One of the gospel allies is surprised at and disturbed by the depth of American Protestants’ attachment to civil religion. The problem is that he and his allies, whenever they evaluate politics, American or otherwise, by Christian categories, enhance American civil religion.
Here’s why. In his famous essay on American civil religion, Robert Bellah wrote:
As S. M. Lipset has recently shown, American religion at least since the early nineteenth century has been predominantly activist, moralistic, and social rather than contemplative, theological, or innerly spiritual. De Tocqueville spoke of American church religion as “a political institution which powerfully contributes to the maintenance of a democratic republic among the Americans” by supplying a strong moral consensus amidst continuous political change.
Put more succinctly:
American civil religion is not the worship of the American nation but an understanding of the American experience in the light of ultimate and universal reality.
This is precisely what Thabiti Anyabwile did, for instance, when evaluating the 2016 election. He regarded it as having religious significance, whether or not Trump or Clinton were on God’s side:
I don’t think the goal right now is merely a quiet conscience. I don’t see how such a goal can be met without abdicating a significant moral responsibility to oppose evil. It’s not enough to say, “I had no part in the evil.” We must actually resist the evil as best we can. We’re in that Bonhoeffer-like moment where we can choose peaceful exile in some Evangelical enclave or enter the fray bearing our cross. If we choose exile, like Bonhoeffer, we’ll have no right to participate in our Germany after Hitler. If we choose to bear our cross, we’ll have the right now and later to testify to what’s right in the sight of God.
This may be the way Christians should think about elections — or even the 2016 contest — though it would be good to have some scriptural support. Believe it or not, the Bible has no good examples of democratic elections. But aside from biblical sanctions, Anyabwile looked at the 2016 election as having cosmic and moral significance. That is the way that most Protestants, from flag-waivers to draft-card igniters, have understood American politics. Why? The United States is special and deserves the application of eschatological standards.
The same approach is evident in Thabiti’s friend, Nick Rodriguez. In his defense of a vote for Hillary Clinton, he again raised the stakes of religious meaning (and missed almost altogether any of the policy debates that Trump and Clinton were having):
My hope is that I’ll be able to vote for a candidate who unambiguously protects life in 2020. But until then, I hope that Christians throughout this country will work together to protect us from the threat Trump represents. Our leaders can play a big role in giving us permission and guidance within the law to do this in a way that preserves our witness and honors Christ. And though we strive for a particular result, I pray that we would ultimately trust God with the outcome, and that we would glorify Him with our actions both before and after the coming election.
Imagine writing that for a secular or mixed audience.

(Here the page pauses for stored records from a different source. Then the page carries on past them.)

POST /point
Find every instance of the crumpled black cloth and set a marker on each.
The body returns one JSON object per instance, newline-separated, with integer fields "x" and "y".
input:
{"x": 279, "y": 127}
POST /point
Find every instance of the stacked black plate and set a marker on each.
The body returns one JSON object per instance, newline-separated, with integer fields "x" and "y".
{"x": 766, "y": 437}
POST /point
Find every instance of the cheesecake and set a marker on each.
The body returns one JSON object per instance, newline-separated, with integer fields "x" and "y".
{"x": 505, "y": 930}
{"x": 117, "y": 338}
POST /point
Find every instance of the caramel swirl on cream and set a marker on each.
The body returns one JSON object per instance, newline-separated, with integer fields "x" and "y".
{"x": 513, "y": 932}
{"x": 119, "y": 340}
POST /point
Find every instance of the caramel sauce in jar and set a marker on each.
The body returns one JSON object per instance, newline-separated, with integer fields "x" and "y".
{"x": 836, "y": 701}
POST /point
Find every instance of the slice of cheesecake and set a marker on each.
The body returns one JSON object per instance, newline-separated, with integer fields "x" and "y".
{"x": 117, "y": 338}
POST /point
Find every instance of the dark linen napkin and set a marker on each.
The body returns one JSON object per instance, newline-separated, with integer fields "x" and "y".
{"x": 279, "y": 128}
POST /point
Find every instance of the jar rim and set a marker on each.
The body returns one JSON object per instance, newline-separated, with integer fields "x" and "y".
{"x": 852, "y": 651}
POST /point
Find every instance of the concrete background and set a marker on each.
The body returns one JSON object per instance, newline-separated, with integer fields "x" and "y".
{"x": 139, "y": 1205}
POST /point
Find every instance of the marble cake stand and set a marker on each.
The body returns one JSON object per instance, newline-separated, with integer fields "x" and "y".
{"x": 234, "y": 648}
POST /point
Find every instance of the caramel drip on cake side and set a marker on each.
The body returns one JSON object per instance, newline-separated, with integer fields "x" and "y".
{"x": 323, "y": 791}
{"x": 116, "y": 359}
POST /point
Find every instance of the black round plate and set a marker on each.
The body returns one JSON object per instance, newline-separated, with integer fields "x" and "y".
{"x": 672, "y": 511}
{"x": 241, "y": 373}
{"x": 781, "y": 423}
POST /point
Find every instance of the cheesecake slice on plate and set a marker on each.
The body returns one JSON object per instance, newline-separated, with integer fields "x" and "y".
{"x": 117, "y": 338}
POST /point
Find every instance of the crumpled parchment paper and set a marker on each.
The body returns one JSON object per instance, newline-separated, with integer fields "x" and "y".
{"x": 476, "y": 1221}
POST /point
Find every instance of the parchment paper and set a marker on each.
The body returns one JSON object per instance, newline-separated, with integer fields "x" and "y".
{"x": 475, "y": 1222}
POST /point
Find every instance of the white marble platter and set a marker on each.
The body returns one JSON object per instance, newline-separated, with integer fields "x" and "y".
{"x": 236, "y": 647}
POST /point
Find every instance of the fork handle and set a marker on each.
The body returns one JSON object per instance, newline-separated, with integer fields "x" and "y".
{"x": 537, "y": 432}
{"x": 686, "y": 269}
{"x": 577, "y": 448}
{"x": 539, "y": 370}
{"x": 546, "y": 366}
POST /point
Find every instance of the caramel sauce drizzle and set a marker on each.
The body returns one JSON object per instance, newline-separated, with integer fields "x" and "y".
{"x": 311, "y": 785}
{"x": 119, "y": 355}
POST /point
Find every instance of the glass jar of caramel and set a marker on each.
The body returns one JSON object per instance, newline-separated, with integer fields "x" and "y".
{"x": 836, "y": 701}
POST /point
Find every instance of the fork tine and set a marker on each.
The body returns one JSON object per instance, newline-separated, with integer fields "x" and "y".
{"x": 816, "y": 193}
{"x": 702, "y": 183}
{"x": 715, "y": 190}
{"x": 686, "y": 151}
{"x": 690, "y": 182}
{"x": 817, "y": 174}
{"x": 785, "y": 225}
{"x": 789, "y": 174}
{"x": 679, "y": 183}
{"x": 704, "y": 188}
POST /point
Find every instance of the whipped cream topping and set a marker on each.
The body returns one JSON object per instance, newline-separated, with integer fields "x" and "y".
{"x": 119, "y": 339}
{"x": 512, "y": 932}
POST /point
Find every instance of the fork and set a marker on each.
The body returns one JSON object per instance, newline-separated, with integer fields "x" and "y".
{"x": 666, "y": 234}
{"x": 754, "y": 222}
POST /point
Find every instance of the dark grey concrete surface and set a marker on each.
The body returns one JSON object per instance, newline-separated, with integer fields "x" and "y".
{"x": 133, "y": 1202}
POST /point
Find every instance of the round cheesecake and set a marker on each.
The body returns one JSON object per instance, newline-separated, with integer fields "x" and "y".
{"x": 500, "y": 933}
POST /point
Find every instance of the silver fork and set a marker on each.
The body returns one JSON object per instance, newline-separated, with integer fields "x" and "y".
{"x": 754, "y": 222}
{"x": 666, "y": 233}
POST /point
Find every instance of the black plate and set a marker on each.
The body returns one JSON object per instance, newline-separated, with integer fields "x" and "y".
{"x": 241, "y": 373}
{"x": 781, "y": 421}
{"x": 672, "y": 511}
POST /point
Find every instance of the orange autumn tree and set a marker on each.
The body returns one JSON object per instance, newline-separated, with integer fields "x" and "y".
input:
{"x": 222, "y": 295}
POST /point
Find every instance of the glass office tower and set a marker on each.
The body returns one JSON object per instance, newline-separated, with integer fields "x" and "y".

But just because he’s writing for the audience of the gospel allies does not mean Rodriguez is any less reluctant to view the election not as folly — because as Ecclesiastes tells us all is folly under the sun — but as a clear and meaningful indication of the nation’s goodness (no matter how fallen).
Meanwhile, here is how someone sounded on the 2016 election who was not hampered by civil religion:
If President Trump does keep out of wars like the one the last Republican president started in Iraq, if he limits immigration and helps restore the US labour force to prosperity, he will have done what no other Republican or Democrat could do. On the other hand, should he live down to the worst expectations — getting into wars like Iraq to, as he puts it, ‘seize the oil’, or inflaming racial tensions at home — I have no doubt that he would be even more effectively opposed in his folly than George W. Bush was. The anti-war and civil-libertarian left, which has been conspicuously silent in the Obama years, would roar back to life.
The opposite would be true with President Hillary Clinton: in advancing globalist economics and pushing a foreign policy of interventionism and nation-building, she would have the support of many Republicans in Congress — and of Acela conservatives in the pages of the New York Times and Washington Post. She will reduce the left to sycophancy and make accomplices of the right’s ‘wets’. (Or ‘squishes’, as we call them here.) Whether Trump succeeds or fails as a president, he will force American politics to make a choice between globalism and the nation.
Imagine an evangelical choosing between globalism and the nation without quoting John 3:16, “For God so loves the world.” So the choice must be globe.